Contrairement à ce qui était annoncé, aucune trace de l’entretien avec Virginie Despentes et l’interview de Manon Labry, autrice de Riot Grrrls, Chronique d’une révolution punk féministe.
Outre deux clips vidéos réalisés pour le film, « Can’t wait » de The Ackergirls et « Breathe » des Something She, ainsi que la bande-annonce du film, l’éditeur joint un entretien avec Alex Ross Perry (30’30). A travers cette dense et passionnante interview, le réalisateur revient et aborde tous les aspects de Her Smell. La genèse du film, les partis pris, ses intentions, l’évolution du scénario, la structure du récit, la musique et les chansons présentes dans Her Smell, la préparation des comédiens, les conditions de tournage, les répétitions, la mise en scène, le travail avec le chef opérateur Sean Price Williams, les décors, le titre et bien d’autres éléments encore sont évoqués.
L’Image et le son
Pour la première fois, Alex Ross Perry délaisse le format 16mm au profit du 35mm. Sans surprise, le grain y est présent, les flous multiples, les pertes de la définition nombreuses et la gestion des contrastes complètement aléatoire. Ajoutez à cela des conditions de prises de vue souvent très chaotiques, tout est réuni pour donner du fil à retordre à Potemkine, qui assure néanmoins un service après-vente plus que convenable.
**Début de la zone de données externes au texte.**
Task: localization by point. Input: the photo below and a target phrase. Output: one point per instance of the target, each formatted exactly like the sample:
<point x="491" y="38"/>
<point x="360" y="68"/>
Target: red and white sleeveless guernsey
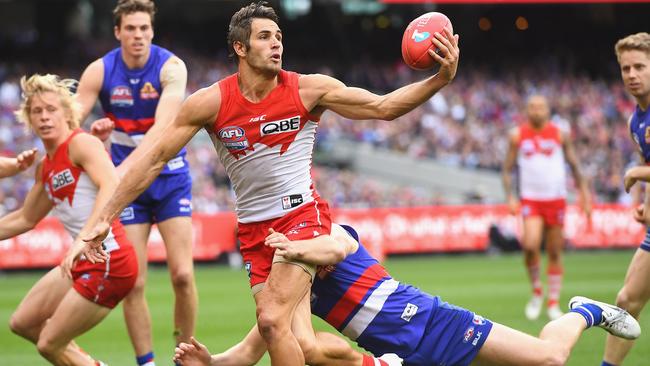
<point x="542" y="173"/>
<point x="266" y="148"/>
<point x="73" y="194"/>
Les partis-pris sont conformes aux volontés artistiques originales, mais les adeptes d’une image immaculée risquent de rechigner. Toutefois, l’éditeur parvient à s’en sortir, avec notamment une colorimétrie équilibrée.
Le mixage Dolby Digital 5.1 anglais se révèle ample et dynamique. La spatialisation musicale est omniprésente, les dialogues percutants sur la centrale, la balance frontale est riche et les effets annexes ne manquent pas. Le mixage ne tombe jamais dans la surenchère et participe à l’ambiance étouffante du film. Le caisson de basses n’est évidemment pas laissé de côté et appuie certaines séquences.